[Date Prev][Date Next][Thread Prev][Thread Next][Date Index][Thread Index]
Re: [suse-security] Virtual virtual users don't have access to files uploaded from the web
On one of my SuSe 9.0 Box, I've a distance learning platform based on php
The web designers have ftp access to its folder (unfortunately they never
use ssh) and I gave them access creating virtual users (I'm using
The permissions on this folder are the following (1001 and 1001 are my
respective virtual user and virtual proftp group):
drwxrwxr-x 6 1001 1001 4096 Jul 14 19:43 platform
This platform allows the upload of files from the web. The problem is that
when a file is uploaded, it takes the permissions of the apache owner,
like the following:
drwxrwxrwx 2 1001 1001 4096 Jul 15 14:30 .
drwxrwxrwx 3 1001 1001 4096 Jul 12 19:16 ..
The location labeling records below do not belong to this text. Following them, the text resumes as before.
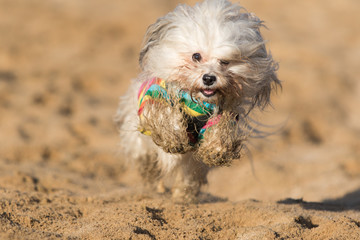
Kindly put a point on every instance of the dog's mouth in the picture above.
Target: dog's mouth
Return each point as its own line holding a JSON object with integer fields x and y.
{"x": 208, "y": 92}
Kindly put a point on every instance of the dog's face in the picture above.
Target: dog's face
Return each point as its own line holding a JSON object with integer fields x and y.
{"x": 212, "y": 50}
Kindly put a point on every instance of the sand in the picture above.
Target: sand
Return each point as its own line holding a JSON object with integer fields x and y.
{"x": 63, "y": 65}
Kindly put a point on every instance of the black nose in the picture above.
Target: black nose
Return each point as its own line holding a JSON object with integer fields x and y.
{"x": 209, "y": 79}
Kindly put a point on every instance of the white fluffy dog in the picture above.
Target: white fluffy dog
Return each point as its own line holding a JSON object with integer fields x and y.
{"x": 210, "y": 56}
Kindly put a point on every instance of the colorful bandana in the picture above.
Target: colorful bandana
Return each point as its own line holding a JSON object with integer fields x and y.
{"x": 155, "y": 89}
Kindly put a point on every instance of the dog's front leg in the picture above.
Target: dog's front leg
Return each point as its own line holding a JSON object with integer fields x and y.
{"x": 167, "y": 126}
{"x": 222, "y": 143}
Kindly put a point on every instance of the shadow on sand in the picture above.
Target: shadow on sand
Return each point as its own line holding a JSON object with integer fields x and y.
{"x": 350, "y": 201}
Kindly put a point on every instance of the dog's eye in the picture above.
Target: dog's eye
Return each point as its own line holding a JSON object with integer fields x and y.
{"x": 196, "y": 57}
{"x": 224, "y": 62}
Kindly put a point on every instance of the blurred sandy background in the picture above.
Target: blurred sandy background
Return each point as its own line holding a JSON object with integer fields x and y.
{"x": 63, "y": 65}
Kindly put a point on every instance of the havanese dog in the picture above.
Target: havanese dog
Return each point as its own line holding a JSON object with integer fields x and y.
{"x": 203, "y": 70}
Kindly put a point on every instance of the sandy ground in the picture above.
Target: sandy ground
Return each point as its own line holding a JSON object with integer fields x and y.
{"x": 64, "y": 63}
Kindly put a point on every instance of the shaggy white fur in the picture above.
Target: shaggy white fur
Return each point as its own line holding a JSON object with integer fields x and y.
{"x": 215, "y": 52}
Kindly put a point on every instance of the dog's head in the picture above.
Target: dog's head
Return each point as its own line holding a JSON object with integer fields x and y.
{"x": 214, "y": 51}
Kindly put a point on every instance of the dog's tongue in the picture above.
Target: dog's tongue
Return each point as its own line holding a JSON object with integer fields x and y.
{"x": 208, "y": 91}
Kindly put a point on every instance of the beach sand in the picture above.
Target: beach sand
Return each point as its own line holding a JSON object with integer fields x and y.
{"x": 63, "y": 66}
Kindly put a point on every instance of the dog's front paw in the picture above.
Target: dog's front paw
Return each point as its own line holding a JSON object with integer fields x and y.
{"x": 167, "y": 127}
{"x": 222, "y": 143}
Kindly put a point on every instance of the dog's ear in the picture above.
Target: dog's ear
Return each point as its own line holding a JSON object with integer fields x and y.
{"x": 153, "y": 36}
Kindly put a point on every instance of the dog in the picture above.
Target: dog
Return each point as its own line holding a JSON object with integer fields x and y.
{"x": 203, "y": 70}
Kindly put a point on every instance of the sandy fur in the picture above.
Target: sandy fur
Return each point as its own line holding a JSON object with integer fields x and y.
{"x": 221, "y": 32}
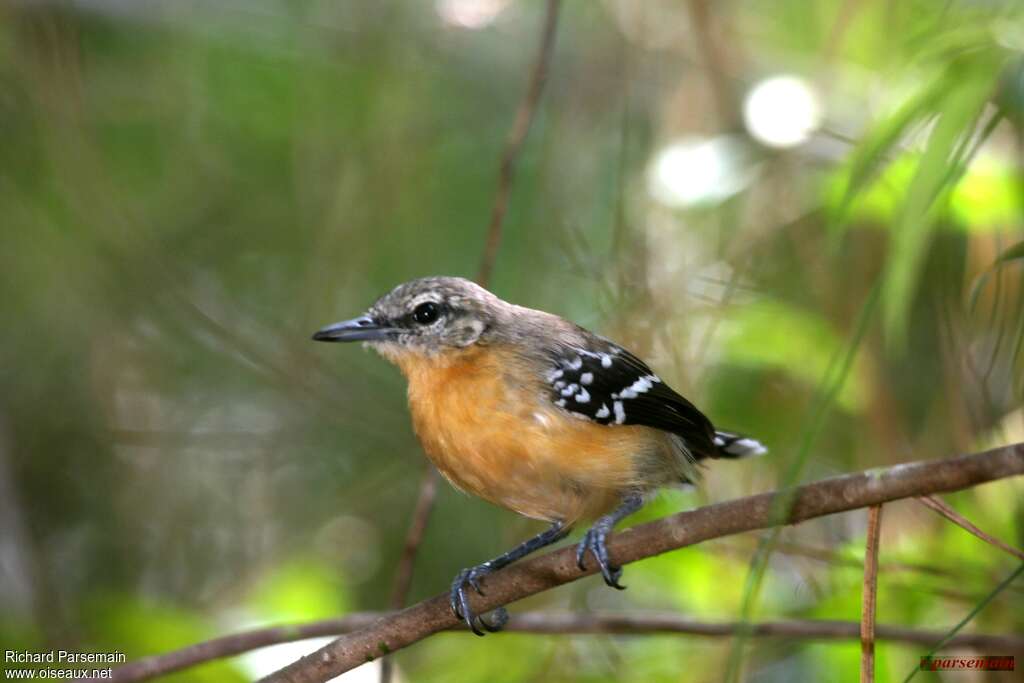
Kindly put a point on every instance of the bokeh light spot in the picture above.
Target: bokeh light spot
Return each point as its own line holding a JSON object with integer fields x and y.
{"x": 781, "y": 112}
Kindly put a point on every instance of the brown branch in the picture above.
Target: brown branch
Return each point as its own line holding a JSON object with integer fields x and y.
{"x": 557, "y": 624}
{"x": 955, "y": 517}
{"x": 528, "y": 578}
{"x": 869, "y": 600}
{"x": 513, "y": 144}
{"x": 417, "y": 529}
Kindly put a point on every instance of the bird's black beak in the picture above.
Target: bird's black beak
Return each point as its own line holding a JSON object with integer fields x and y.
{"x": 357, "y": 329}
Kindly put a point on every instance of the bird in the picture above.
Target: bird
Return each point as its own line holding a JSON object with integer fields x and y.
{"x": 537, "y": 415}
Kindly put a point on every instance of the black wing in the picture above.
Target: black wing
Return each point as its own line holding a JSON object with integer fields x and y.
{"x": 609, "y": 385}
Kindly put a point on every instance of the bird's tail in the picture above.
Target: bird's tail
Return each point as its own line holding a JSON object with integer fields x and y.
{"x": 735, "y": 445}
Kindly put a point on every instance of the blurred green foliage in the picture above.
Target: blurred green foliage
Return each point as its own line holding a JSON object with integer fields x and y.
{"x": 187, "y": 190}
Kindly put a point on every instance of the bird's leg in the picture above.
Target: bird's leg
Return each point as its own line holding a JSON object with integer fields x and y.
{"x": 594, "y": 540}
{"x": 471, "y": 577}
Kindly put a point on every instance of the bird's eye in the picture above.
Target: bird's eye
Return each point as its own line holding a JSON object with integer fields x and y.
{"x": 426, "y": 313}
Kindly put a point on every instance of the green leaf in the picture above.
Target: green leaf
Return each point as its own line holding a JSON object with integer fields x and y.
{"x": 937, "y": 173}
{"x": 1012, "y": 254}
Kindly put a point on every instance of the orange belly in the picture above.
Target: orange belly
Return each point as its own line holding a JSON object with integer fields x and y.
{"x": 502, "y": 439}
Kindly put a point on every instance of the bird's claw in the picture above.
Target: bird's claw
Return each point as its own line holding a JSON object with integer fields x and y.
{"x": 594, "y": 542}
{"x": 459, "y": 600}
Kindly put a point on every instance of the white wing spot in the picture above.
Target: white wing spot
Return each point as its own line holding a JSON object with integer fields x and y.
{"x": 638, "y": 387}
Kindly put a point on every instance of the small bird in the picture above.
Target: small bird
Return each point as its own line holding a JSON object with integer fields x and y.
{"x": 535, "y": 414}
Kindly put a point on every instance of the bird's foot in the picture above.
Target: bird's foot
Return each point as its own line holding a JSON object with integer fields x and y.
{"x": 594, "y": 542}
{"x": 459, "y": 600}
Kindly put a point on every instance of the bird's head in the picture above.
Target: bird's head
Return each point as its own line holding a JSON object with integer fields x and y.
{"x": 428, "y": 315}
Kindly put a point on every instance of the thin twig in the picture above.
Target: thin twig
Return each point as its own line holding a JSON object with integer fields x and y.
{"x": 417, "y": 528}
{"x": 869, "y": 600}
{"x": 555, "y": 624}
{"x": 513, "y": 144}
{"x": 540, "y": 573}
{"x": 953, "y": 516}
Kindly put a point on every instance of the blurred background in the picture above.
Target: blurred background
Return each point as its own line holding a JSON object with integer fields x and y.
{"x": 807, "y": 216}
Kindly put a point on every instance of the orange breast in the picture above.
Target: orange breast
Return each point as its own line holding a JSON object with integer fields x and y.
{"x": 498, "y": 436}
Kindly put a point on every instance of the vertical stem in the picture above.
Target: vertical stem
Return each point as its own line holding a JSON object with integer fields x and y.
{"x": 869, "y": 595}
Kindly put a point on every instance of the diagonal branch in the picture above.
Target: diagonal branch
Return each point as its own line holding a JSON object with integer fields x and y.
{"x": 639, "y": 624}
{"x": 943, "y": 509}
{"x": 513, "y": 145}
{"x": 519, "y": 581}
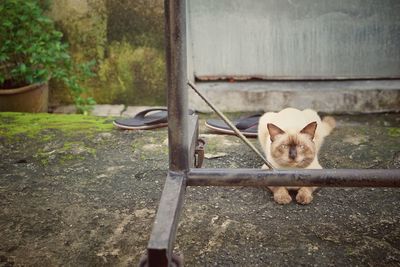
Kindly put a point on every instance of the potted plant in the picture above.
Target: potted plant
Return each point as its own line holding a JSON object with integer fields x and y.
{"x": 32, "y": 52}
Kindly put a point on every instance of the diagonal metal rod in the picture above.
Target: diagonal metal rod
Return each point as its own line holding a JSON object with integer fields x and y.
{"x": 230, "y": 124}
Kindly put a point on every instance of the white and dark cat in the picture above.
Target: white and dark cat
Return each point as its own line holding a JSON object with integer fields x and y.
{"x": 291, "y": 139}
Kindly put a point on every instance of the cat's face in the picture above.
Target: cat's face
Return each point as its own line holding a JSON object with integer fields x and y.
{"x": 293, "y": 150}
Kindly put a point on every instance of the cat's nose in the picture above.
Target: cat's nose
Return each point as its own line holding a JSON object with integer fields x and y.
{"x": 292, "y": 153}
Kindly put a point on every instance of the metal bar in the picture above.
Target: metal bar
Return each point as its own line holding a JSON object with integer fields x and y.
{"x": 178, "y": 138}
{"x": 230, "y": 124}
{"x": 303, "y": 177}
{"x": 193, "y": 136}
{"x": 162, "y": 237}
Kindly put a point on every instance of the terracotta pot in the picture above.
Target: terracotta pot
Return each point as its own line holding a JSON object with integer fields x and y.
{"x": 31, "y": 98}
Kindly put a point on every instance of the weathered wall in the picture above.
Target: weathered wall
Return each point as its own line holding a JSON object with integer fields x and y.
{"x": 125, "y": 38}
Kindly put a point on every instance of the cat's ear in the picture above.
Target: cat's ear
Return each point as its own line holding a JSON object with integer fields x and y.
{"x": 274, "y": 131}
{"x": 310, "y": 129}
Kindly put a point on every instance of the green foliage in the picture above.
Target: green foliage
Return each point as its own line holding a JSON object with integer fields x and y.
{"x": 132, "y": 75}
{"x": 31, "y": 51}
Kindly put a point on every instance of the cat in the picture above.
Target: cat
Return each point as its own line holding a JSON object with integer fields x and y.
{"x": 291, "y": 139}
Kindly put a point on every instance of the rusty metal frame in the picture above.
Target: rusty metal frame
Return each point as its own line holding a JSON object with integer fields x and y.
{"x": 183, "y": 134}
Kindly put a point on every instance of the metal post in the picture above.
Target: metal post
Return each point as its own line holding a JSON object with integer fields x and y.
{"x": 175, "y": 17}
{"x": 159, "y": 251}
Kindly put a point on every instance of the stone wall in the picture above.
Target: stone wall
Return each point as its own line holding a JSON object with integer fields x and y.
{"x": 126, "y": 38}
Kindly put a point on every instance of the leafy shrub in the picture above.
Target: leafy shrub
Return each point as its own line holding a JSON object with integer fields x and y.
{"x": 132, "y": 75}
{"x": 32, "y": 51}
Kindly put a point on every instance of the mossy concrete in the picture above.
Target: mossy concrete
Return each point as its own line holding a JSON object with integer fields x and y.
{"x": 88, "y": 195}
-rw-r--r-- 1 wwwrun www 19456 Jul 15 14:29 prova.doc
Which means that my ftp users are not able to work on those files. Also,
to allow the upload of files, for the time being I gave write access to
"the world" for this upload folder
Any advice or security best practice regarding this problem would be
Have a nice day
Your problem is not, that the directory is not acesible from the users,
but the files created by the real ftp-users. Proftpd is a littlebit
difficult to configure, but maybe there is an option for filecreation.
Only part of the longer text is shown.